ダービーの皐月賞馬、ダービーの牝馬(水野隆弘)

 木々の緑が濃さを増し、稲の苗はしっかりと自立をはじめ、麦の穂が枯色に変わってくるといよいよダービーウイーク。競馬ファンにとっては1年の区切り、2歳戦から3歳重賞の数々を経て、長いダービー馬探しの答が出る週でもある。週刊競馬ブックのJRA広告にある通り、東京競馬場ではトークショーに世界のダービーグルメフェアなどイベントが盛りだくさん。ブリティッシュガーデンに、できたばかりのウオッカ像、競馬博物館では「JRA60周年記念 THE DIAMOND JUBILEE 中央競馬の軌跡」と題した特別展も行われ、レース以外にも見どころがたっぷり用意されている。ケンタッキーダービーのオフィシャルドリンクであるミントジュレップは今年も売られるのだろう。ミントジュレップに関していえば、それ自体に文句はないものの、どこまでいってもケンタッキーダービーの象徴。日本ダービーが81回を数える間に独自の飲み物や食べ物、日本ダービー名物といえる何かが育つことがなかったのは残念。たとえば「うちは祖父から3代、毎年日本ダービーの日は東京競馬場で○○屋のうなぎ弁当を食べることになっているのです」というような良き伝統がない。「世界のダービーグルメ」はいいけれど、「日本のダービーグルメ」はないのか?といいたくもなる。ともあれ、ミントジュレップはほとんどバーボンのようなものなので、飲み過ぎにはご注意を。昼酒は回る。

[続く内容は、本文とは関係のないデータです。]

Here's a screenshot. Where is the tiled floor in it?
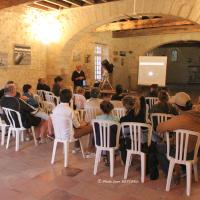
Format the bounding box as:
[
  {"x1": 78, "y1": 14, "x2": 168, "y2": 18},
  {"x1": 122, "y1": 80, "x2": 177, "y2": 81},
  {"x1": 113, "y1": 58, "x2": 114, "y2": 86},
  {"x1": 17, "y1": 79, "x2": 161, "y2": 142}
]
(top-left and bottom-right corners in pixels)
[{"x1": 0, "y1": 139, "x2": 200, "y2": 200}]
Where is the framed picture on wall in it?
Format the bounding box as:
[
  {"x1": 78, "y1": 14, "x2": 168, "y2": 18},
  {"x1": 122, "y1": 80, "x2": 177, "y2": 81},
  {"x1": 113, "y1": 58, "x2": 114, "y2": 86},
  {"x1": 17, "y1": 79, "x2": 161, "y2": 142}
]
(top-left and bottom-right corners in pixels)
[
  {"x1": 0, "y1": 52, "x2": 8, "y2": 67},
  {"x1": 171, "y1": 49, "x2": 178, "y2": 62},
  {"x1": 13, "y1": 45, "x2": 31, "y2": 65}
]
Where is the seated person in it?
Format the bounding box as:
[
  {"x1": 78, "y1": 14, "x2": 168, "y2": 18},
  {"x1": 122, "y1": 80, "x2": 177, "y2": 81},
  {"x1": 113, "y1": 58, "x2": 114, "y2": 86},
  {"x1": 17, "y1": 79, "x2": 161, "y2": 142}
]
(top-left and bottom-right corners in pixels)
[
  {"x1": 37, "y1": 78, "x2": 50, "y2": 91},
  {"x1": 50, "y1": 89, "x2": 92, "y2": 152},
  {"x1": 149, "y1": 90, "x2": 178, "y2": 115},
  {"x1": 146, "y1": 84, "x2": 158, "y2": 97},
  {"x1": 0, "y1": 84, "x2": 48, "y2": 143},
  {"x1": 156, "y1": 92, "x2": 195, "y2": 180},
  {"x1": 85, "y1": 87, "x2": 102, "y2": 108},
  {"x1": 96, "y1": 101, "x2": 119, "y2": 122},
  {"x1": 52, "y1": 76, "x2": 63, "y2": 97},
  {"x1": 111, "y1": 85, "x2": 124, "y2": 101},
  {"x1": 96, "y1": 101, "x2": 119, "y2": 166},
  {"x1": 23, "y1": 84, "x2": 39, "y2": 108},
  {"x1": 120, "y1": 95, "x2": 147, "y2": 164},
  {"x1": 74, "y1": 87, "x2": 86, "y2": 109}
]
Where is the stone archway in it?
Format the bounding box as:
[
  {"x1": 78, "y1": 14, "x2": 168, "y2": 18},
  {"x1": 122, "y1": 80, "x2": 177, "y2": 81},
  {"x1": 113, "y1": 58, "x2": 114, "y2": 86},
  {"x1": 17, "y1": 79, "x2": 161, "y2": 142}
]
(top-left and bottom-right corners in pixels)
[{"x1": 47, "y1": 0, "x2": 200, "y2": 86}]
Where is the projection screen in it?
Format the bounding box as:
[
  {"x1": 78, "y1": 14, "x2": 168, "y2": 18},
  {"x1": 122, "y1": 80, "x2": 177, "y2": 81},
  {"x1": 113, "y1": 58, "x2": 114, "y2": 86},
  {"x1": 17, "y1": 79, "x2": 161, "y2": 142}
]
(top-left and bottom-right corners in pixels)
[{"x1": 138, "y1": 56, "x2": 167, "y2": 86}]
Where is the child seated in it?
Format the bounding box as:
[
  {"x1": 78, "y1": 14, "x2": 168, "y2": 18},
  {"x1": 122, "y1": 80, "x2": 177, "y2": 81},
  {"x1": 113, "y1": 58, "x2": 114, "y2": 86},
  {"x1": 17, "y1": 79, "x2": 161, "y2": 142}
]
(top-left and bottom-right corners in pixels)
[{"x1": 96, "y1": 101, "x2": 119, "y2": 166}]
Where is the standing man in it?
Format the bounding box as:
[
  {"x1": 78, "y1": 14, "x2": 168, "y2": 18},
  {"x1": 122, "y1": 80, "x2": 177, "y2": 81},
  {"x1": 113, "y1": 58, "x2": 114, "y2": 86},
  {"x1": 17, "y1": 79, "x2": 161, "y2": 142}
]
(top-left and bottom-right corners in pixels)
[{"x1": 72, "y1": 65, "x2": 86, "y2": 88}]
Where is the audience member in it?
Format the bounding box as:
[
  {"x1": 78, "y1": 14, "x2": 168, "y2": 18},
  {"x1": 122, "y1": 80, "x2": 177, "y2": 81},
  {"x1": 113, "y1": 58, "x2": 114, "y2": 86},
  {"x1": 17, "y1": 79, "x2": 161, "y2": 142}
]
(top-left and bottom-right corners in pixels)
[
  {"x1": 150, "y1": 90, "x2": 178, "y2": 115},
  {"x1": 0, "y1": 84, "x2": 48, "y2": 143},
  {"x1": 147, "y1": 84, "x2": 158, "y2": 97},
  {"x1": 52, "y1": 76, "x2": 63, "y2": 97},
  {"x1": 85, "y1": 87, "x2": 102, "y2": 109},
  {"x1": 37, "y1": 78, "x2": 50, "y2": 91},
  {"x1": 50, "y1": 89, "x2": 92, "y2": 155},
  {"x1": 120, "y1": 96, "x2": 147, "y2": 164},
  {"x1": 157, "y1": 92, "x2": 195, "y2": 178},
  {"x1": 96, "y1": 100, "x2": 119, "y2": 166},
  {"x1": 74, "y1": 87, "x2": 86, "y2": 109},
  {"x1": 23, "y1": 84, "x2": 39, "y2": 108},
  {"x1": 111, "y1": 85, "x2": 124, "y2": 101}
]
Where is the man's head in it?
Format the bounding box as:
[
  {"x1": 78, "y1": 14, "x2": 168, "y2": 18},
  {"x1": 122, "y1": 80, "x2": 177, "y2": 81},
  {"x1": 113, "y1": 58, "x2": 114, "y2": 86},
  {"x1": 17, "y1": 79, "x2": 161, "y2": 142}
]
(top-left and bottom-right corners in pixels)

 東京競馬場ばかり盛り上がる一方で、京都競馬場では重賞もないし……という向きも関西には多いかと思うが、京都だって天気が良ければ競馬に最高の季節なのは一緒。芝の緑はきれいだし、日が照っても池を渡る風に吹かれて飲むビールは最高だろうと想像する。私は仕事なので飲んだことがない。そして、日曜の競馬終了後には馬場開放がある。これを楽しみにしている方も多いだろう。今回は「バックヤード開放」もあるそうで、テレビでしか目にすることのない、レースを終えて引き上げてきた馬の枠場や検量室を間近に見ることができるはず。これは滅多にないチャンスですよ。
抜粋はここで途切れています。